Okay, big update here guys:
I think that the “new” memory leak / crashing is related to the damage-queue bug. So, the whole thing about delayed hits was originally implemented to solve a visual / performance issue - ten bajillion hits all being resolved on the same frame. As it turns out, this isn’t a big performance deal, and keeping a super long damage queue just makes it worse. Furthermore, it was leading to really weird issues with speed-independent damage resolution, which even led to porcupine damage resolving ultra-fast, and sometimes several seconds (or even minutes!) after the damage was originally done, resulting in super-dead berserkers.
So, here’s the new solution. If too much damage happens at once, it still delays the hits, but only for one update cycle. Then, it takes all those delayed hits and unleashes them in the next update cycle, but it “congeals” their numbers together, so 10 simultaneous hits will just create one bouncing number with the sum of the damage. Congealed hits segregate by visual text type - so red will group with red, white with white, blue with blue, gold with gold, etc. Visually I’m not sure how much of a difference this will make since there’s still 60 update cycles per second, but it should theoretically help performance. Another thing I can do is increase the “visual damage congeal” time (which is completely separate from hit resolution, it’s just a display issue) so that all damage numbers over a second are “congealed” rather than all damage over one frame, or something in between. This way there might be some point in turning on damage numbers late game - right now it’s just a sea of numbers that obscures everything you’re doing so I always personally turn it off.
Anyway, the visual stuff is semi irrelevant. The most important thing is this solves several problems with the damage queue.
First, damage resolves in game time now, I plugged the glitch that made it resolve in real-time while doing the above fix. This should keep battles mostly deterministic on different speeds.
Second, it should give you credit for hits faster, so if you’ve put enough damage into the super-duper sheep to kill it, you don’t have to wait 5 minutes or pause the game to run the ‘damage clock’ forward.
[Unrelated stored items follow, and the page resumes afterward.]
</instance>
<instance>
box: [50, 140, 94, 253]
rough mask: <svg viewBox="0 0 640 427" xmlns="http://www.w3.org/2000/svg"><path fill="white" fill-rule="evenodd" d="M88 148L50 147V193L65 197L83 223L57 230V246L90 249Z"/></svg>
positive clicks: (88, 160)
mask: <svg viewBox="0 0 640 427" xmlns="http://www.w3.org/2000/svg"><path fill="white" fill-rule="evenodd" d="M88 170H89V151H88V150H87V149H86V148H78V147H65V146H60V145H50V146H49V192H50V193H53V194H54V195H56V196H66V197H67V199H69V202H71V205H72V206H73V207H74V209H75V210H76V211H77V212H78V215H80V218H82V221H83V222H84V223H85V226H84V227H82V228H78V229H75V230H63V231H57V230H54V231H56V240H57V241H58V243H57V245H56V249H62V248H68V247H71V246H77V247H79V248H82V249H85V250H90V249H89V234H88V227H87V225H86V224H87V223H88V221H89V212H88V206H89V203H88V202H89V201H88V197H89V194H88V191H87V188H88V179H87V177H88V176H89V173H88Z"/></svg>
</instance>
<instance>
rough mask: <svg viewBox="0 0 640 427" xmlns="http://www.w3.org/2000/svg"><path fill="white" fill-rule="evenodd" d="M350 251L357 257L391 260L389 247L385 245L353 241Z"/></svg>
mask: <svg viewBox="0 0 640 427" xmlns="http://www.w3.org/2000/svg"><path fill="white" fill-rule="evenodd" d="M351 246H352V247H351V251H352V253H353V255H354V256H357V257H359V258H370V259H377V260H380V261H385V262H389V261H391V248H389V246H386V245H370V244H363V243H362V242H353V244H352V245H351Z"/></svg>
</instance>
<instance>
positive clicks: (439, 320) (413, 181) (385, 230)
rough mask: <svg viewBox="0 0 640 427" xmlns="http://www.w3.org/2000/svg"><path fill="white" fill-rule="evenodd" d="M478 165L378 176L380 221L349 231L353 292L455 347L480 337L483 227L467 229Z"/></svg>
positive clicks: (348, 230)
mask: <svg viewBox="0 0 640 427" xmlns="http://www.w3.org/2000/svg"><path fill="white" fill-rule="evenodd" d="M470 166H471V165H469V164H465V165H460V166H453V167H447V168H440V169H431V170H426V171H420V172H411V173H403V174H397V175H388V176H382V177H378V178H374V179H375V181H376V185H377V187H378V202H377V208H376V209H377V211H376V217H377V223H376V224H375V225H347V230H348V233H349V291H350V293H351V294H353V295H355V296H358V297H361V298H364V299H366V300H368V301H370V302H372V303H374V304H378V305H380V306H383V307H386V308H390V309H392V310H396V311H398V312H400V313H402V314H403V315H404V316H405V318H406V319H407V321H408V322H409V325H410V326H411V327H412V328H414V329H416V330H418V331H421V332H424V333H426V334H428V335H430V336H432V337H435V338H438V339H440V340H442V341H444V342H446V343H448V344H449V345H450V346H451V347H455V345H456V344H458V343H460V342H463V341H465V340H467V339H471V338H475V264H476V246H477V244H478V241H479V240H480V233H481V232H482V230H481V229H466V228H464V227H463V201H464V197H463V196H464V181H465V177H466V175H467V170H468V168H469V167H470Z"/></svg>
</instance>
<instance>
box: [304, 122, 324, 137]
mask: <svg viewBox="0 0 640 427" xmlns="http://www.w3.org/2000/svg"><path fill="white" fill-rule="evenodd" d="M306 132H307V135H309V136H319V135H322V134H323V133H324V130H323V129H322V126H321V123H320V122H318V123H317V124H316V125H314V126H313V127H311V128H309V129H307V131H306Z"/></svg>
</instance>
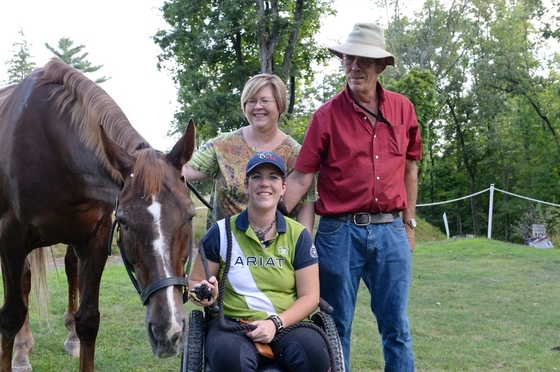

Third, berserkers seem to not get ultra-murdered by porcupine like they used to. This is because their damage now resolves in proportion to their animations and cooldowns, not via the damage queue. Although the damage queue would delay hits, sometimes even up to a minute, they would resolve one right after another, at a rate of one per update cycle, so when the berserkers hits finally landed, they’d all land way faster than the berserker could normally attack, so four or five full cooldown cycles of attacks would be dealt out over a single second, and he’d get hit by all the porcupine damage at once, and his regen and nearby healers would have no chance to save him.
I found some other bugs while I was at it, too. For one, porcupine damage was sometimes hitting the wrong target, because the enemy wasn’t always keeping perfect track of who had hit them with the melee attack. (Ie, a berserker hits a thorned enemy, but before the porcupine resolves a ranger’s arrow hits them, so the porcupine attacks the ranger!) This is now fixed.
Next, I found some “invisible poison” being applied randomly when testing the super sheep level. Turned out that Ketta had 0 points in “poison shot” which was not being ignored - instead it was just giving her a poison damage flavor with 0 amount of poison. This would resolve so that it would show the poison effect on the enemy sprite, but not in the preview panel, and would do 0 damage every second. Now I just make it explicitly ignore passive skills with 0 points in them.
So, the thing to look out for with fixing the damage queue is that I’ve changed the way damage resolves. If I made a mistake, this means that hits could be getting dropped, ignored, or otherwise folded, spindled, or mutilated. I don’t think I did any of that, but if you guys could keep a close eye on things for me, that’d be much appreciated.
To aid in debugging stuff like this in the future, in the next few patches I will try to eventually create a “battle log” that you can have the game write out to, so we can examine it to make sure nothing bad is happening. If anyone has any suggestions for how to format that or what data it should capture, I’m all ears.
Finally, the next test version will be 1.0.21. If I had been smart, the first patch would have been 1.0.01 so I could have counted up from there, but I forgot the leading zero. I also forgot to correct my mistake with the second test version and just do 1.0.11. At any rate, I’m fixing this now to give myself more room. I’m not entirely sure how the internal Adobe AIR version checker works, but I know that 1.0.21 is unambiguously “bigger” than 1.0.2, regardless of how it’s reckoning things, so that’s where we’re going from here.
I’ll let you know when the new version is up.